Subject Re: Picture Servlet Problems possibly OT
Author Roman Rokytskyy
William,

> > Blobs are fetched from the database by blocks, not segments.
>
> Then I guess I am confused as to the segment size of blobs in the
> db?

In old good times idea was to introduce some kind of "natural" block
size for some content. If I remember correctly, Ann or Paul B. have
told that the idea was to add automatically a new line in text fields
(that is why in documentation you see segment size 80, size of one
line of ASCII on the screen). As I understand, segment size influences
the way blob is stored on the database page. Also it is used in blob
filters. But I may confuse something. Anyway, remote protocol requires
us to provide a size we want to fetch from the current position, not
the segment number to fetch.

Also, engine supports streem blobs (in fact arrays are stored as
streem blobs) and I plan to switch from segmented blobs to streamed
blobs (at least to provide length() and seek() methods on blobs).

> Ok, so that value can be greater or smaller than the "storage"
> segment size on disk.
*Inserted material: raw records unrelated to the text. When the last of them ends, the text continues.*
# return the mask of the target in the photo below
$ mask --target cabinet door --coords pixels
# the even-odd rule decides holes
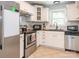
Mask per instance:
[[[20,35],[20,57],[24,56],[24,34]]]
[[[64,32],[47,31],[46,45],[56,48],[64,48]]]
[[[76,51],[79,51],[79,36],[76,36],[74,40],[75,40]]]
[[[69,21],[78,20],[79,17],[79,9],[75,4],[69,4],[67,7],[67,17]]]

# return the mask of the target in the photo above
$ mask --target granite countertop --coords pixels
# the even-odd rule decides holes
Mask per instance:
[[[65,30],[54,30],[54,29],[45,29],[45,30],[39,30],[39,31],[61,31],[61,32],[65,32]]]

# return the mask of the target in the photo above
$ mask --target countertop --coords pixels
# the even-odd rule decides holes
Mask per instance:
[[[65,32],[65,30],[54,30],[54,29],[45,29],[45,30],[39,30],[39,31],[59,31],[59,32]]]

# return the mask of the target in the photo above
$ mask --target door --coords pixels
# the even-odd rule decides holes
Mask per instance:
[[[75,37],[75,46],[76,46],[76,51],[79,51],[79,36]]]
[[[3,10],[3,37],[19,35],[19,12]],[[4,39],[2,40],[4,47]]]

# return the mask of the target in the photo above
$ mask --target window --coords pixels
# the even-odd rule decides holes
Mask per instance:
[[[52,24],[55,24],[57,26],[65,25],[65,12],[63,10],[53,11],[52,15]]]

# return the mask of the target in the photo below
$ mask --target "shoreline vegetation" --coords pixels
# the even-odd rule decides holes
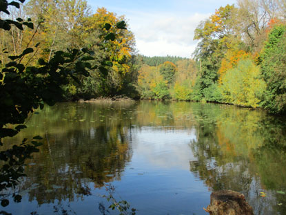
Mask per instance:
[[[80,99],[77,102],[80,103],[134,103],[136,101],[126,96],[100,97],[88,100]]]
[[[17,6],[21,12],[11,11],[7,20],[20,15],[17,19],[20,24],[27,17],[30,22],[23,22],[20,28],[12,25],[3,32],[2,68],[12,65],[9,55],[19,57],[28,68],[44,68],[52,59],[61,63],[61,53],[65,50],[71,57],[79,50],[90,55],[73,59],[83,75],[74,73],[72,64],[67,66],[65,72],[71,75],[61,86],[62,97],[57,100],[124,95],[132,99],[232,104],[286,113],[285,1],[237,0],[236,5],[216,8],[194,30],[193,39],[198,43],[192,59],[138,54],[124,15],[104,8],[93,12],[85,0],[30,0]],[[81,59],[87,62],[84,68]],[[59,79],[56,73],[49,75]],[[46,92],[43,95],[49,100]]]

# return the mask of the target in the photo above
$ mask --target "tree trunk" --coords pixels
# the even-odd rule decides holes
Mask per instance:
[[[212,192],[210,205],[204,209],[211,215],[254,215],[244,195],[232,190]]]

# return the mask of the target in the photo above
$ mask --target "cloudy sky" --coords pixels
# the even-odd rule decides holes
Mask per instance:
[[[147,56],[190,57],[196,47],[194,31],[220,6],[236,0],[87,0],[92,10],[104,7],[125,15],[136,48]]]

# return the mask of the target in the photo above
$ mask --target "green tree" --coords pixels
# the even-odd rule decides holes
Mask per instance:
[[[207,100],[211,99],[209,95],[218,80],[218,71],[227,48],[240,41],[234,25],[236,16],[237,9],[227,5],[216,10],[195,30],[194,39],[200,40],[194,53],[199,64],[196,89]]]
[[[19,1],[23,3],[25,1]],[[9,15],[9,6],[19,8],[20,3],[2,1],[0,12]],[[34,28],[30,18],[27,21],[21,18],[16,20],[0,19],[0,29],[4,30],[10,30],[12,26],[23,30],[24,26]],[[123,26],[118,25],[117,28],[123,28]],[[110,35],[107,39],[116,37],[113,33]],[[88,62],[94,59],[91,56],[93,52],[86,48],[81,50],[73,49],[68,52],[57,51],[49,61],[41,58],[37,66],[27,66],[27,64],[23,64],[23,62],[26,59],[29,62],[34,56],[33,48],[27,47],[17,55],[11,55],[8,52],[10,62],[1,70],[1,146],[5,142],[6,138],[14,136],[26,127],[24,124],[25,120],[36,109],[43,109],[45,103],[53,105],[61,100],[63,94],[61,86],[67,84],[70,78],[79,82],[78,77],[81,75],[88,76],[88,70],[92,69],[91,64]],[[41,139],[39,136],[34,136],[32,140],[25,138],[12,149],[0,151],[0,160],[3,162],[0,169],[0,189],[14,187],[19,182],[19,178],[24,176],[25,160],[30,158],[32,153],[39,151],[37,147],[40,145],[37,141],[39,139]],[[15,201],[21,201],[21,196],[14,194],[14,196]],[[7,199],[0,200],[2,206],[9,204]]]
[[[223,101],[236,105],[257,107],[265,89],[261,71],[251,59],[241,60],[227,71],[221,86]]]
[[[261,55],[261,73],[267,84],[262,105],[272,113],[286,112],[286,26],[271,31]]]
[[[177,71],[177,68],[175,64],[170,62],[165,62],[160,65],[160,73],[164,77],[164,80],[167,82],[169,86],[173,84],[175,79],[175,74]]]

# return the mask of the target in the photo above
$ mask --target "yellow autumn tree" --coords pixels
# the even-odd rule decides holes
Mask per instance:
[[[229,49],[225,57],[221,62],[221,68],[218,70],[218,84],[222,84],[223,77],[227,71],[236,67],[241,59],[249,58],[251,55],[243,50]]]
[[[261,77],[259,66],[253,60],[240,60],[236,66],[226,71],[221,89],[225,102],[243,106],[259,106],[266,84]]]

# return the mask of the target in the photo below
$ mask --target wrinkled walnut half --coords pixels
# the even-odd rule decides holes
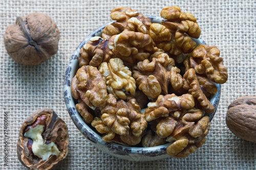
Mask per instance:
[[[180,69],[171,66],[170,71],[168,71],[164,66],[172,64],[173,60],[168,59],[168,55],[160,56],[157,58],[153,58],[152,62],[147,59],[139,62],[133,71],[133,76],[139,89],[153,99],[157,98],[161,93],[168,94],[169,84],[175,90],[178,90],[183,85]]]
[[[165,46],[167,48],[165,51],[174,55],[191,52],[197,44],[190,37],[198,38],[201,34],[197,19],[190,13],[181,12],[177,6],[163,8],[161,16],[166,19],[162,21],[162,24],[169,29],[172,39],[170,41],[163,39],[160,42],[161,46],[158,47]]]
[[[145,111],[145,117],[147,122],[159,117],[168,116],[169,113],[177,109],[190,109],[195,106],[193,96],[184,94],[180,96],[175,94],[160,95],[156,102],[149,103]]]
[[[85,44],[79,53],[79,66],[91,65],[98,67],[102,62],[109,62],[113,52],[109,48],[109,40],[95,36]]]
[[[121,136],[123,142],[130,143],[130,138],[133,136],[141,138],[147,127],[144,116],[140,111],[135,99],[129,98],[127,102],[117,101],[112,94],[109,94],[106,104],[102,108],[101,118],[112,131]]]
[[[148,58],[155,45],[149,35],[134,31],[123,31],[109,41],[109,46],[116,57],[133,64]]]
[[[135,80],[132,77],[132,71],[123,65],[121,59],[118,58],[111,59],[109,63],[101,63],[98,68],[109,93],[122,100],[127,98],[122,89],[135,94],[136,89]]]
[[[39,110],[23,123],[17,143],[19,161],[30,169],[50,169],[68,155],[66,124],[52,110]]]
[[[146,132],[145,136],[141,140],[143,147],[153,147],[164,144],[166,142],[166,138],[162,138],[152,131]]]
[[[183,88],[188,90],[193,97],[197,99],[202,109],[206,113],[211,113],[214,111],[214,107],[208,100],[204,94],[198,82],[196,71],[194,68],[189,69],[183,76]]]
[[[5,46],[11,58],[24,65],[38,65],[58,51],[59,32],[49,16],[32,13],[17,17],[7,27]]]
[[[130,8],[119,7],[114,8],[110,14],[116,21],[107,26],[102,32],[102,38],[109,39],[123,31],[131,31],[148,34],[151,22],[148,17]]]
[[[205,136],[210,129],[210,120],[208,116],[201,117],[203,114],[199,109],[188,111],[182,118],[182,124],[178,124],[167,141],[175,141],[166,149],[167,154],[175,158],[184,158],[193,153],[205,142]],[[189,112],[190,112],[189,113]],[[201,113],[200,113],[201,112]],[[196,114],[194,116],[193,114]]]
[[[199,44],[190,58],[191,66],[197,74],[206,74],[214,82],[225,83],[228,78],[227,70],[220,53],[216,46]]]
[[[97,68],[84,65],[77,70],[76,78],[72,86],[76,87],[83,102],[93,110],[104,106],[108,95],[106,87]]]

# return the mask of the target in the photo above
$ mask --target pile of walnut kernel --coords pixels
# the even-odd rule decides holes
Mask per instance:
[[[72,95],[85,122],[105,141],[157,146],[182,158],[206,140],[209,101],[228,78],[220,50],[200,44],[197,19],[179,7],[152,23],[137,10],[118,7],[115,20],[81,49]]]

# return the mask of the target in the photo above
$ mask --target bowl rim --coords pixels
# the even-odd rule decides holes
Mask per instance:
[[[161,20],[163,20],[163,19],[160,17],[152,15],[145,16],[147,16],[150,19],[152,23],[161,23]],[[109,151],[105,151],[105,152],[110,155],[118,157],[118,155],[123,155],[124,156],[123,156],[122,158],[125,159],[126,159],[125,156],[130,155],[131,154],[133,154],[133,156],[134,156],[134,155],[136,155],[136,156],[146,155],[148,157],[162,156],[160,156],[161,158],[158,159],[168,157],[169,157],[168,155],[165,157],[163,157],[162,156],[167,155],[166,149],[170,145],[169,143],[166,143],[163,145],[154,147],[142,148],[126,146],[116,142],[105,142],[103,141],[101,136],[92,129],[83,120],[82,117],[76,109],[74,100],[71,94],[71,84],[72,79],[75,75],[75,72],[76,72],[76,71],[79,68],[78,58],[79,57],[79,53],[80,52],[80,48],[90,40],[91,37],[95,36],[101,36],[103,29],[106,26],[111,24],[114,21],[115,21],[110,22],[99,27],[92,33],[90,34],[83,41],[82,41],[73,53],[66,69],[64,81],[64,99],[68,111],[72,121],[81,133],[82,133],[82,134],[94,145],[96,146],[98,144],[103,147],[106,147]],[[199,44],[206,44],[205,42],[201,37],[197,39],[195,38],[193,38],[193,39],[197,42],[197,45]],[[221,85],[219,84],[216,84],[216,85],[218,88],[218,92],[217,93],[212,95],[210,100],[210,102],[215,107],[214,112],[208,115],[210,121],[212,119],[217,111],[221,92]],[[133,156],[132,156],[132,157],[133,157]],[[138,158],[136,159],[138,159]],[[136,159],[134,160],[143,161],[143,160],[140,160]]]

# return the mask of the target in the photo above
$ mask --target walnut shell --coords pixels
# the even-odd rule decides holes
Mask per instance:
[[[51,17],[33,13],[17,17],[4,35],[5,48],[10,57],[24,65],[38,65],[58,51],[59,32]]]
[[[38,123],[38,119],[37,119],[43,115],[46,115],[46,117],[47,117],[46,121],[45,120],[45,122],[44,123],[45,124],[45,130],[42,133],[44,141],[46,143],[53,141],[60,151],[58,156],[51,155],[45,161],[34,155],[31,149],[31,142],[33,142],[33,140],[24,136],[28,128],[43,123],[40,122]],[[35,126],[35,124],[36,125]],[[17,154],[19,161],[29,169],[50,169],[66,158],[68,155],[68,145],[69,134],[65,122],[59,118],[52,110],[38,110],[29,117],[20,128],[17,143]]]
[[[256,96],[243,96],[228,106],[226,124],[236,136],[256,143]]]

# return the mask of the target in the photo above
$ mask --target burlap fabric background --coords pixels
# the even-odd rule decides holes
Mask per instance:
[[[137,9],[160,15],[165,6],[179,6],[198,18],[201,37],[217,45],[228,68],[221,99],[206,143],[184,159],[169,158],[135,162],[108,155],[90,144],[75,126],[62,93],[64,75],[71,55],[83,38],[110,22],[114,7]],[[17,16],[45,13],[60,32],[59,50],[38,66],[26,66],[12,60],[3,36]],[[55,169],[255,169],[256,143],[236,137],[228,129],[225,114],[230,103],[240,96],[255,95],[255,1],[1,1],[0,2],[0,168],[4,169],[4,119],[8,112],[9,169],[25,169],[17,158],[16,144],[22,124],[38,109],[53,109],[67,123],[70,147],[67,158]]]

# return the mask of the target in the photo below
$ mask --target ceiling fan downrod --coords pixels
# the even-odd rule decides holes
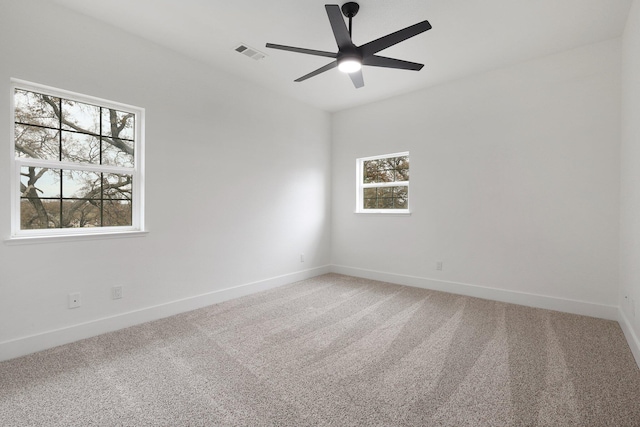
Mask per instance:
[[[360,5],[356,2],[350,1],[342,5],[342,14],[349,18],[349,37],[353,39],[351,35],[351,18],[358,14],[358,10],[360,10]]]

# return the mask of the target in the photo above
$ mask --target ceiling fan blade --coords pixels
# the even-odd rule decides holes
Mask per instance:
[[[354,47],[351,36],[349,35],[349,30],[347,30],[347,24],[344,23],[340,6],[337,4],[326,4],[324,8],[327,10],[327,16],[329,17],[338,49],[342,50],[344,48]]]
[[[362,86],[364,86],[364,78],[362,77],[362,70],[358,70],[354,73],[349,73],[349,77],[351,77],[351,81],[353,82],[353,85],[356,87],[356,89],[359,89]]]
[[[417,36],[418,34],[424,33],[430,29],[431,24],[429,24],[429,21],[422,21],[415,25],[411,25],[410,27],[396,31],[395,33],[387,34],[384,37],[380,37],[379,39],[363,44],[358,48],[358,50],[362,54],[362,57],[366,58],[367,56],[371,56],[383,49],[391,47],[394,44],[398,44],[413,36]]]
[[[281,45],[281,44],[267,43],[267,47],[269,47],[271,49],[286,50],[286,51],[289,51],[289,52],[306,53],[307,55],[326,56],[327,58],[336,58],[338,56],[337,53],[333,53],[333,52],[325,52],[323,50],[305,49],[305,48],[302,48],[302,47],[284,46],[284,45]]]
[[[330,62],[324,67],[320,67],[317,70],[310,72],[309,74],[305,74],[304,76],[300,77],[299,79],[295,79],[294,81],[301,82],[301,81],[307,80],[308,78],[317,76],[318,74],[324,73],[325,71],[329,71],[330,69],[336,68],[337,66],[338,66],[338,61]]]
[[[401,59],[387,58],[386,56],[371,55],[362,60],[362,65],[373,67],[399,68],[401,70],[420,71],[424,64],[403,61]]]

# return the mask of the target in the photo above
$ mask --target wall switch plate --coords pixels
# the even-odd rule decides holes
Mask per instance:
[[[69,294],[69,308],[78,308],[82,305],[80,300],[80,292],[72,292]]]

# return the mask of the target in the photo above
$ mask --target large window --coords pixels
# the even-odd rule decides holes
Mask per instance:
[[[356,160],[356,212],[409,212],[409,153]]]
[[[12,236],[143,229],[144,110],[13,82]]]

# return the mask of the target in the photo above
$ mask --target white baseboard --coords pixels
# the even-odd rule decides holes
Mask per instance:
[[[624,311],[618,310],[618,315],[618,323],[622,328],[622,332],[624,332],[625,338],[627,338],[629,348],[631,348],[631,353],[633,353],[633,357],[635,357],[636,363],[640,368],[640,339],[638,339],[638,336],[633,331],[631,322],[629,322],[629,319],[625,316]]]
[[[96,319],[66,328],[55,329],[10,341],[0,342],[0,361],[13,359],[15,357],[68,344],[84,338],[150,322],[152,320],[162,319],[164,317],[173,316],[175,314],[184,313],[230,299],[265,291],[267,289],[276,288],[278,286],[326,274],[330,271],[330,266],[298,271],[165,304],[145,307],[115,316]]]
[[[332,265],[331,271],[334,273],[362,277],[365,279],[380,280],[384,282],[397,283],[399,285],[450,292],[452,294],[466,295],[493,301],[508,302],[512,304],[525,305],[528,307],[544,308],[547,310],[561,311],[564,313],[581,314],[583,316],[598,317],[607,320],[619,319],[618,307],[613,305],[594,304],[586,301],[577,301],[546,295],[536,295],[525,292],[509,291],[505,289],[489,288],[485,286],[470,285],[467,283],[427,279],[425,277],[385,273],[382,271],[346,267],[343,265]]]

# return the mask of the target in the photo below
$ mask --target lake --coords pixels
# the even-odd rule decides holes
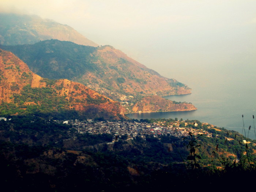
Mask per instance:
[[[231,76],[230,73],[224,72],[219,73],[216,76],[200,74],[191,79],[192,94],[164,97],[172,101],[191,102],[197,110],[133,113],[127,116],[138,120],[176,117],[197,120],[241,133],[243,114],[246,134],[251,125],[249,138],[255,139],[252,118],[252,115],[256,114],[256,89],[253,85],[256,82],[255,74],[251,71],[246,73],[246,76],[243,76],[242,73],[237,76],[232,74]]]

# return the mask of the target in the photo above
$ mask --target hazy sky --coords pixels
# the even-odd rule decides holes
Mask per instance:
[[[192,87],[255,76],[256,10],[248,0],[0,1],[1,11],[67,24]]]

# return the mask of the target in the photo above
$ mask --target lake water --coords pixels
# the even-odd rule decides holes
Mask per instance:
[[[127,116],[138,120],[176,117],[197,120],[241,133],[243,114],[246,134],[251,125],[249,138],[255,139],[252,118],[252,115],[256,114],[256,89],[253,84],[256,82],[255,74],[251,71],[237,72],[237,75],[230,73],[222,71],[215,76],[199,74],[190,81],[192,94],[164,97],[172,101],[191,102],[197,110],[134,113]]]

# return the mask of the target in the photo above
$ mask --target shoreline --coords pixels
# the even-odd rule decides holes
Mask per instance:
[[[192,109],[192,110],[177,110],[177,111],[148,111],[146,112],[134,112],[133,113],[124,113],[125,115],[127,114],[134,114],[135,113],[161,113],[162,112],[181,112],[181,111],[195,111],[197,110],[197,109],[196,108],[196,109]]]

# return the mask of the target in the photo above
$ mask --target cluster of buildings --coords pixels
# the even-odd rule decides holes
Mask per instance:
[[[185,121],[184,121],[185,122]],[[130,121],[97,121],[91,120],[85,121],[75,120],[65,121],[63,123],[72,125],[80,133],[89,133],[91,134],[109,133],[116,136],[127,135],[128,139],[133,139],[137,136],[146,138],[146,135],[151,135],[155,137],[162,135],[171,135],[181,138],[188,136],[189,132],[197,135],[204,134],[209,137],[212,136],[211,133],[202,129],[196,128],[196,123],[184,123],[184,127],[179,127],[180,121],[172,122],[168,126],[164,122],[158,122],[148,123],[143,122]],[[186,127],[188,123],[193,124],[193,127]]]

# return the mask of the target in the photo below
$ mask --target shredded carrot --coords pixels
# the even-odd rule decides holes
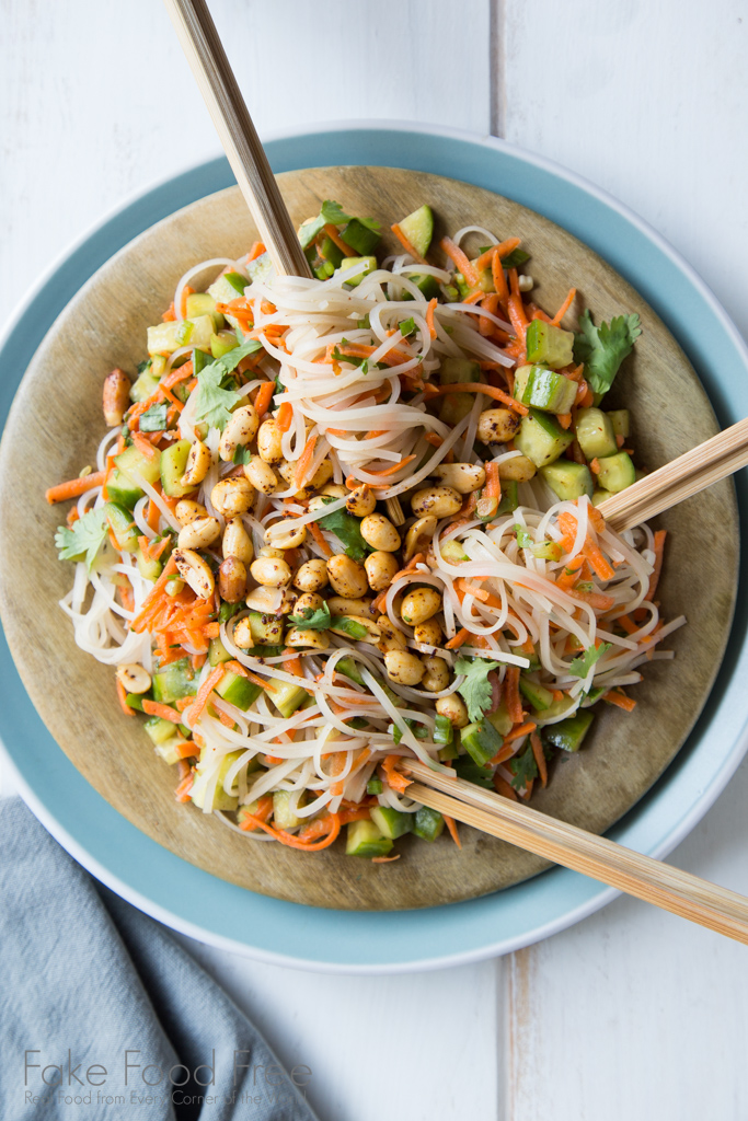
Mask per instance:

What the value specifies.

Size of a block that is transmitted over the network. Should be
balanced with socket buffer size.

> I hope to one day be able to contribute on the Java side. I would
> like to in the next month or two look into making a J2ME version of
> the driver. Although I am not sure I am ready for that. I need to
> look at the code behind Jaybird and get an understanding of how it
> talks to the db. Which I assume is not directly via the API?

It talks via the wire protocol, that is not documented :). The best
reference for the protocol is source code of the engine itself, but in
fact you do not need too much knowledge there, since most of the
protocol was implemented by Alejandro Alberola. There are few
unimplemented methods, and this would require digging the C code.

> Good to know. OT Any rules of thumb to use when working at the API
> level not using JayBird. I mean when using Java I can let the driver
> deal with that, but what about with my C++ wrapper.

No clue. gds32.dll (or .so) hide remote protocol from you, so you
hardly can influence anything there (at least on the level we are
discussing here).

> Should I use a default buffer size? Or base it on the value of the
> on disk segment size? Or is there a formula to determine the
> preferred buffer size based on the on disk segment size?

Try using default buffer size. From my experience it should be power
of 2 (for best performance). Segment size should be selected so that
database page is filled the best (less db pages you have to fetch from
disc, better performance you get). I do not know any formula on this
topic. From my personal experience, segment size does not influence
the performance as much as blob buffer size. Anyway, blob buffer size
is highly related to socket buffer size, and I suspect, to the size of
TCP packet (usually 1500 bytes, but on DSL links usually 1480).

> Or is it a trial and error thing based on the size of what is being
> extracted?

Most likely.

> That is good to know. I already see good performance with Linux to
> Linux, and even Windows to Linux communication. I will play around
> with that as well and see what I get. I will most likely stick with
> your suggestion of 8k or 16k on Linux, and 8k on Windows.

If you have performance around 2.5 MByte/s on 50 MB blobs, I doubt
that you will get better performance. If you have significantly lower
performance, try to play with socket buffer size. I was able to get
approx. 10x improvement because of "incorrect" socket buffer size.

Best regards,
Roman Rokytskyy